OUT_SOUND_WITH_PC = MASTER_TABLE_DIR / "master_sound_level_with_PC.csv"
OUT_SOUND_MASTER  = MASTER_TABLE_DIR / "master_sound_level.csv"

# backup master_sound_level.csv
if OUT_SOUND_MASTER.exists():
    bak = MASTER_TABLE_DIR / f"master_sound_level__bak_{datetime.now():%Y%m%d_%H%M%S}.csv"
    shutil.copy2(OUT_SOUND_MASTER, bak)
    print("[backup]", bak)

out_sound.to_csv(OUT_SOUND_WITH_PC, index=False, encoding="utf-8-sig")
out_sound.to_csv(OUT_SOUND_MASTER,  index=False, encoding="utf-8-sig")
print("[save] sound-level with targets:", OUT_SOUND_WITH_PC)

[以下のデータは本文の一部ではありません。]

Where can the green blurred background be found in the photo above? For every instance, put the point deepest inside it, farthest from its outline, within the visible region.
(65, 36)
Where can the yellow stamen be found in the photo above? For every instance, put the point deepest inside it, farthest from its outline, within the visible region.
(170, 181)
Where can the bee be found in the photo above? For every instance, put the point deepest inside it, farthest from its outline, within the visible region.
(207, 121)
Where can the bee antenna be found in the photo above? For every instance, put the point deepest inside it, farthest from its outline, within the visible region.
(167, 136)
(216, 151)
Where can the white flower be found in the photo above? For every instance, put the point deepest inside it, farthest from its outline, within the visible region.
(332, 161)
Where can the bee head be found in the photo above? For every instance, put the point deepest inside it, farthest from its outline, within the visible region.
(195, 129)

# =========================================================
# 11) participant-level へのターゲット付与（EEG実務用）
# =========================================================
OUT_PSUB_WITH = MASTER_TABLE_DIR / "master_participant_sound_level_with_targets.csv"

psub_out_path = None
participant_targets_info = {"generated": False}

if df_psub is not None:
    # sound-levelターゲットをjoinして付与（分類/回帰の主ターゲットはこれで固定可能）
    merge_cols = [join_key, "emo_arousal", "emo_approach", "emo_valence",
                  "valence_3class", "valence_binary", "is_ambiguous"]
    sound_targets = out_sound[merge_cols].copy()

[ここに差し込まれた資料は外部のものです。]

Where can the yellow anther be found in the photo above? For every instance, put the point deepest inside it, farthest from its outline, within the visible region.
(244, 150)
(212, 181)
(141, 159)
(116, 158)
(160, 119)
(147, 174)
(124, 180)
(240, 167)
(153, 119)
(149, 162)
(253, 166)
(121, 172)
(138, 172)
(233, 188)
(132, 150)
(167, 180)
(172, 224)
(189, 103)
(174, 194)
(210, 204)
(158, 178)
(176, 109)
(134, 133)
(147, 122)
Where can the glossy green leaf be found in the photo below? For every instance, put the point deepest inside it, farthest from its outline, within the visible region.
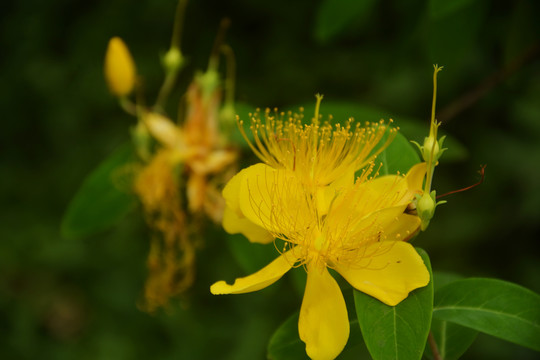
(495, 307)
(99, 203)
(452, 340)
(336, 16)
(285, 343)
(396, 332)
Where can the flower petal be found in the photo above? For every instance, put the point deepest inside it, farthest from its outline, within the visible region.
(259, 280)
(402, 228)
(231, 192)
(323, 323)
(233, 224)
(390, 271)
(275, 200)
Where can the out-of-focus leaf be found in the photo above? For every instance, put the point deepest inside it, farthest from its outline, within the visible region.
(285, 343)
(251, 256)
(335, 16)
(441, 8)
(413, 129)
(397, 332)
(453, 37)
(99, 203)
(495, 307)
(522, 27)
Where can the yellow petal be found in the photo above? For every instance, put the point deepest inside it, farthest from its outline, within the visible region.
(386, 224)
(327, 194)
(323, 323)
(119, 68)
(259, 280)
(389, 272)
(402, 228)
(276, 200)
(233, 224)
(231, 192)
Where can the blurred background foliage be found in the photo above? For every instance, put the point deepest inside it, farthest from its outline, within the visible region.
(61, 299)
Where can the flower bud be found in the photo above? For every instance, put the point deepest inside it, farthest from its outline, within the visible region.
(426, 209)
(173, 59)
(119, 68)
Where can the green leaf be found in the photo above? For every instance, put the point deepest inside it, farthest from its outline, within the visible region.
(396, 332)
(441, 8)
(336, 16)
(452, 340)
(411, 128)
(285, 343)
(495, 307)
(399, 156)
(99, 203)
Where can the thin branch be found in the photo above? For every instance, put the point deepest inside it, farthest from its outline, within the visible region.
(470, 98)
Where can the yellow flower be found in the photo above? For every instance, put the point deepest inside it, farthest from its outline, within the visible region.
(358, 230)
(119, 68)
(318, 154)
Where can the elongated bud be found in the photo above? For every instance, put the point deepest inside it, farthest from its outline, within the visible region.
(119, 68)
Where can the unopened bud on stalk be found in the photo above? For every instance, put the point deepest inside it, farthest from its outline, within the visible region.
(119, 68)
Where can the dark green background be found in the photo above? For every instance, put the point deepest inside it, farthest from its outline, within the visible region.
(65, 299)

    # participant側の音ID列名を join_key に揃えるためのrename
    df_psub_work = df_psub.copy()
    if sound_id_col != join_key:
        # join_key が participant側に無ければrenameして合わせる
        if join_key not in df_psub_work.columns:
            df_psub_work = df_psub_work.rename(columns={sound_id_col: join_key})
        else:
            # 両方あるなら sound_id_col を使うのをやめる（join_key優先）
            pass

    df_psub_merged = df_psub_work.merge(sound_targets, on=join_key, how="left", validate="many_to_one")

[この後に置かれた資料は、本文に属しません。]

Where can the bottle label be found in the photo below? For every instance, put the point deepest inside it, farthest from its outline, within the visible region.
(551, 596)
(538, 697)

    # 任意：個人の主観から “個人ターゲット” も作る（個人差分析で役立つ）
    # ここは “統合解析の主ターゲット” ではなく補助列として作る
    if psub_cols is not None:
        Xp = df_psub_merged[psub_cols].astype(float)

        # 欠損行は落とさず、列平均で最小限処理（補助列なのでOK）
        Xp = Xp.fillna(Xp.mean())

        # participant内z（評定癖を除去）
        Xp_wz = df_psub_merged.groupby(pid_col)[psub_cols].transform(
            lambda x: (x - x.mean()) / (x.std(ddof=0) + 1e-12)
        ).fillna(0.0)

        # 個人レベルPCA（再現性チェック用）
        pca_psub = PCA(n_components=N_COMPONENTS, random_state=SEED)
        pca_psub.fit(Xp_wz.values)

        load_psub = pd.DataFrame(
            pca_psub.components_.T,
            index=labels,
            columns=[f"PC{i}_psub" for i in range(1, N_COMPONENTS+1)]
        )
        load_psub_path = TAB_DIR / "phaseA_PCA_loadings_subjective_participant.csv"
        load_psub.to_csv(load_psub_path, encoding="utf-8-sig")
        add_tab("A10", load_psub_path.name, "主観PCAローディング（個人レベル）",
                "参加者内z後の個人レベルPCAローディング。", "PC1_psub, PC2_psub, PC3_psub")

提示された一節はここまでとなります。